Author: Sridhar Nerur
Disclaimer: There is absolutely nothing original about this tutorial. Most of the examples are based on Wes McKinney's wonderful book Python for Data Analysis (O'Reilly).
Overview:
There are some cool things that you can do with Numpy. A few of them are given below:
1. Creating multidimensional arrays and manipulating them. For example, you can perform vectorized arithmetic operations on them. It also supports broadcasting.
2. It allows you to perform standard mathematical functions on arrays.
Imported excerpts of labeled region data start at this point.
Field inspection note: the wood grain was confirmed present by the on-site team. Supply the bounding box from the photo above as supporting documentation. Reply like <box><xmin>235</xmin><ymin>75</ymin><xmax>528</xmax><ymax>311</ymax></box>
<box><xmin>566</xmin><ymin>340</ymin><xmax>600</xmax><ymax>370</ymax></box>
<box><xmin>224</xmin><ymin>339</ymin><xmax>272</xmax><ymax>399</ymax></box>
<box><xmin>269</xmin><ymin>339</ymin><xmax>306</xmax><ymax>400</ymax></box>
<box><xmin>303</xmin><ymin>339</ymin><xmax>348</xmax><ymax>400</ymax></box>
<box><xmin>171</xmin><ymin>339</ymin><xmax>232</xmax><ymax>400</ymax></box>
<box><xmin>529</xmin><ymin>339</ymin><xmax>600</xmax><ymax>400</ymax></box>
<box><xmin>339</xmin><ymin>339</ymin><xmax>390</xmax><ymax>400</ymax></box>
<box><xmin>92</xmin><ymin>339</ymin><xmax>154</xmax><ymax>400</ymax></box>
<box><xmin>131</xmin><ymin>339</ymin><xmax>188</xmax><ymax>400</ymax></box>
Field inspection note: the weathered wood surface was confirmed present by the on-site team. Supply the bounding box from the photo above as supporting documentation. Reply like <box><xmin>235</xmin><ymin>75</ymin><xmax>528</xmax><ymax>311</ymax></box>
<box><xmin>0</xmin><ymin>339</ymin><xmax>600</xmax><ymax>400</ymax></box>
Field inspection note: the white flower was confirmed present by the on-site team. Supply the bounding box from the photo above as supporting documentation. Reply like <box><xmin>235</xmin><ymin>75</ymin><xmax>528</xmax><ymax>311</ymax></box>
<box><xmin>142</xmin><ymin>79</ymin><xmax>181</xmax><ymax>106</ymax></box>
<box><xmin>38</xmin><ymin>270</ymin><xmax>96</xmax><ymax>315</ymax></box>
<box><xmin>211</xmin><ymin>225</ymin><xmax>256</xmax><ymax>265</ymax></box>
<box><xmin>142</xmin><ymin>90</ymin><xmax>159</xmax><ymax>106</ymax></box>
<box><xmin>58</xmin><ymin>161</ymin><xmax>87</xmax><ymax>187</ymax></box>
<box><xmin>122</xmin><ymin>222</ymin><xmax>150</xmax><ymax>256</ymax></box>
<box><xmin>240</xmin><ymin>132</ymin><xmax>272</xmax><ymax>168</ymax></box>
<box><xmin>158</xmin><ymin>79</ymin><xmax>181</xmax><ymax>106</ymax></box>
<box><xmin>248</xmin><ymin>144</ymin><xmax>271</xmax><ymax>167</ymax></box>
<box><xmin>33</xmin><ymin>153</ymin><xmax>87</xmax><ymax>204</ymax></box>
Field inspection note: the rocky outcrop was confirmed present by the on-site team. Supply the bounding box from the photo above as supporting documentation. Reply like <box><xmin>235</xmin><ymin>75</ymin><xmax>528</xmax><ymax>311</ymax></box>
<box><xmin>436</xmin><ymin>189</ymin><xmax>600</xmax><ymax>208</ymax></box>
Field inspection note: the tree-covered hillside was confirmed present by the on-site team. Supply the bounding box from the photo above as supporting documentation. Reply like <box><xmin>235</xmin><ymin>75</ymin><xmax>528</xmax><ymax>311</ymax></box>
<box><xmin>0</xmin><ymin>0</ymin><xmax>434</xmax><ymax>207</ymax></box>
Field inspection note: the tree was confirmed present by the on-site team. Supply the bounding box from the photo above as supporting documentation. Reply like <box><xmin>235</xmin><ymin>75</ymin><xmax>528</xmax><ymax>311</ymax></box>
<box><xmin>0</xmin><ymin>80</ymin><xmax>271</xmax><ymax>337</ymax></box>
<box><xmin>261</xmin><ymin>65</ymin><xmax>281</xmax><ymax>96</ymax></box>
It is very easy to multiply matrices, transpose them, etc.
3. It is great for applying linear algebra concepts, Fourier transforms, generating random numbers/distributions, etc.
4. It also allows one to integrate code with other languages such as C (e.g., C API) and Fortran.

In [1]:
#import numpy
import numpy as np
print(np.__version__) #you can update using conda or pip

1.17.2


In [2]:
#Simple operations with multidimensional arrays
m = np.array([[1, 2, 3, 4],[10, 11, 12, 13]])
print(m)
print("Dimensions: ", m.shape)
print("m's type: ", type(m))
print("Type of data in m: ", m.dtype)


[[ 1  2  3  4]
 [10 11 12 13]]
Dimensions:  (2, 4)
m's type:  <class 'numpy.ndarray'>
Type of data in m:  int64


In [15]:
#let us try a few mathematical operations
print("m * 5 = \n", m * 5)
print("m + m = \n", m + m)

m * 5 = 
 [[ 5 10 15 20]
 [50 55 60 65]]
m + m = 
 [[ 2  4  6  8]
 [20 22 24 26]]


In [5]:
#how many dimensions are we dealing with
print(m.ndim)

2


In [6]:
#converting our ints to floats
m.astype('float64')

array([[ 1.,  2.,  3.,  4.],
       [10., 11., 12., 13.]])

In [7]:
#creating arrays 
#Exampe 1: Creating a 2 x 4 array filled with zeros
zeros_matrix = np.zeros((2,4))
print("Matrix of zeros: \n", zeros_matrix)
#to fill with ones use np.ones
#creating an array of 10 sequential numbers
v = np.arange(10)
print("Array of 10 sequential numbers: \n",v)
#creating an identity matrix
i = np.eye(3)#diagonal will have ones, and the remaining will be 0s
print("Identity matrix:\n", i)

Matrix of zeros: 
 [[0. 0. 0. 0.]
 [0. 0. 0. 0.]]
Array of 10 sequential numbers: 
 [0 1 2 3 4 5 6 7 8 9]
Identity matrix:
 [[1. 0. 0.]
 [0. 1. 0.]
 [0. 0. 1.]]


In [8]:
#some more operations
print(m) #our original matrix
print("Matrix times itself:\n", m * m) #multiply corresponding elements
print("Matrix raised to 0.5:\n", m ** 0.5)

[[ 1  2  3  4]
 [10 11 12 13]]
Matrix times itself:
 [[  1   4   9  16]
 [100 121 144 169]]
Matrix raised to 0.5:
 [[1.         1.41421356 1.73205081 2.        ]
 [3.16227766 3.31662479 3.46410162 3.60555128]]


In [9]:
#slicing one dimensional numpy arrays - just like lists in Python
x = np.array([1,2,3,4,5])
print("1: gives:\n", x[1:])
print("2:4 gives:\n", x[2:4])

1: gives:
 [2 3 4 5]
2:4 gives:
 [3 4]


In [10]:
#Broadcasting....this is cool
x[2:4] *= 2
print(x)
#replace first two elements with 0
x[:2] = 0
print(x)

[1 2 6 8 5]
[0 0 6 8 5]


In [11]:
#one important difference between lists and arrays.....
aList = [1,2,3,4,5]
print("Original list:\n", aList)
a_slice = aList[:2] #get the first two elements
print("Slice:\n", a_slice)
#let us change the slice
a_slice[0] = 10
print("Slice:\n", a_slice)
#what about the original list?
print("List after slice is changed:\n", aList) #there should be no change
#Now, let us do it with numpy arrays and see what happens
x = np.array([1,2,3,4,5])
print("Original numpy array:\n", x)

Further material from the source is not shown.